A clawed hand touched his shoulder, bringing a wave of sympathy. I remember, brother-kin. Shimauri lifted his chin, and met the eyes of the Dolorous One, Aun Ralirea. They had stood together then, side by side, shaman and warrior, staring into the maw of Wharu’s Betrothed. They had passed through the horror together, stumbling up to the golden light of a new day, finally falling to their knees in the soft snows of the mountain Elyrii to weep and pray, and tell Sister Wind the names of the dead, that she could mourn as well.
“At last,” Shimauri said, “Aun Harelaua landed the death blow, and the Wharu gave a great and hissing cry, a roar like that of the falls below Timaru. It was then, as the Betrothed of Wharu thrashed upon the wet dirt, that her burning breath washed our Tah, and he lost the sight in his right eye.”
“Ahh-h,” the children sighed.
He bowed his head at their dismay. “A small sacrifice for what he gained. Yet still we must watch the lairs of the Wharu, and patrol the lands of Palenqual, for that is our sacred task. To keep the Devourer from consuming the world.”
He looked around at the wide-eyed circle. “This story is told. Tomorrow, there shall be another.”
The crowd, now far larger than when he’d begun to speak, moved out across the akiekie like young siraluun scattered by a charging mattekar. He rocked back on his heels, and stood. Wind tickled his ear with a teasing curl of lily-scented breeze. It was dusk, and the flowers of Palenqual were releasing their heavy, sensuous airs. I come, Great Sister, he told her.
He turned, and saw Aun Ralirea standing silently by the wall of the council lodge, his cheek resting upon the haft of his spear, his keh radiating fatigue. “It is true, then, what the Awa tell us?” Shimauri asked him.
“Hou,” he said softly. “A daughter has been born unto them. Soon she will quicken, and be betrothed to the devourer Wharu. As it once was, so shall it be once more. World without end.”
Shimauri clasped his hands and bowed to him. The hunter once a warrior walked slowly toward the flaming gates of Timaru, moving without ceremony, limping from the wound of the last Betrothed’s emerald guardian, the slash that had nearly severed his leg.

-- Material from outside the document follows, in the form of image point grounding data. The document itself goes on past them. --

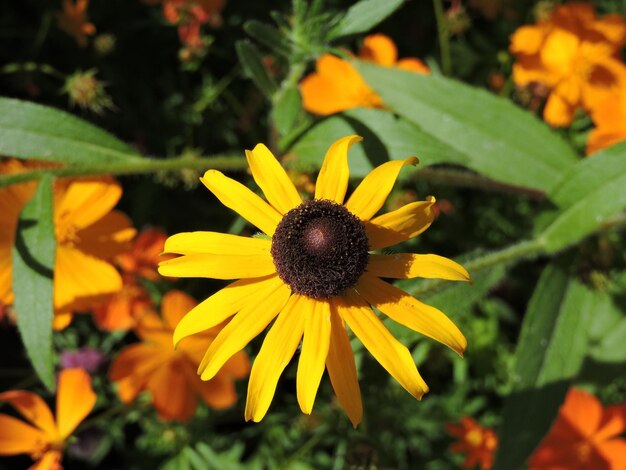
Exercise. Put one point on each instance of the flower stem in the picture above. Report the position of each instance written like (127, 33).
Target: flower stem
(143, 165)
(444, 38)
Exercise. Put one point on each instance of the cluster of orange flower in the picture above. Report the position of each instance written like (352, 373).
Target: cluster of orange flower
(92, 238)
(336, 85)
(575, 56)
(585, 435)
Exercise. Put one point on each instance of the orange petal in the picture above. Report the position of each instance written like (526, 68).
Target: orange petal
(400, 225)
(83, 202)
(75, 399)
(342, 368)
(78, 276)
(33, 408)
(17, 437)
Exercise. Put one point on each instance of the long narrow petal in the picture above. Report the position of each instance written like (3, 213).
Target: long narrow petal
(244, 326)
(332, 181)
(219, 266)
(277, 350)
(224, 304)
(410, 312)
(400, 225)
(386, 349)
(314, 351)
(371, 194)
(237, 197)
(17, 437)
(342, 368)
(86, 201)
(33, 408)
(188, 243)
(75, 399)
(409, 265)
(272, 179)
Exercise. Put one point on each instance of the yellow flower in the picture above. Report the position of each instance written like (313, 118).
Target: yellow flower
(315, 276)
(88, 233)
(45, 439)
(573, 53)
(337, 86)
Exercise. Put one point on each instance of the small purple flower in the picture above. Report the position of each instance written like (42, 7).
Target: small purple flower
(86, 358)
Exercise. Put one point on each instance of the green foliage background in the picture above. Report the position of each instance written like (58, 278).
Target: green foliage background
(537, 225)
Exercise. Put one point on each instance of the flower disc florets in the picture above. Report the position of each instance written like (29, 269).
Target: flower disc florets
(320, 249)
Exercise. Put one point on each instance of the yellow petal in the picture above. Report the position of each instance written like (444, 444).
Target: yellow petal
(78, 276)
(84, 202)
(410, 312)
(272, 179)
(277, 350)
(75, 399)
(237, 197)
(17, 437)
(314, 351)
(400, 225)
(224, 304)
(386, 349)
(332, 181)
(219, 266)
(371, 194)
(342, 368)
(410, 265)
(33, 408)
(244, 326)
(188, 243)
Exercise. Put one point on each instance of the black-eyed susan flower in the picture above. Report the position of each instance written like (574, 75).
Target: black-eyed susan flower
(317, 275)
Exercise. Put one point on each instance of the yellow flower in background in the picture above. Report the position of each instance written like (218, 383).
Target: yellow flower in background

Despair fell upon Shimauri like an early frost: worse because it hadn’t been expected. We are all old men now, and the young are not yet ready for this burden. Who shall be the one to grapple with this dark bride? he asked Sister Wind.
“What was that about?” Ispar Evaenauri said, awkwardly shoving a pile of false-leaves into his pack. “I didn’t quite catch what he said.”
Wind laughed, and her breath carried the faintest scent of the human akiekies that lay upon the coast below.
Aun Shimauri laid his eyes upon the visitor – small, pale, tailless.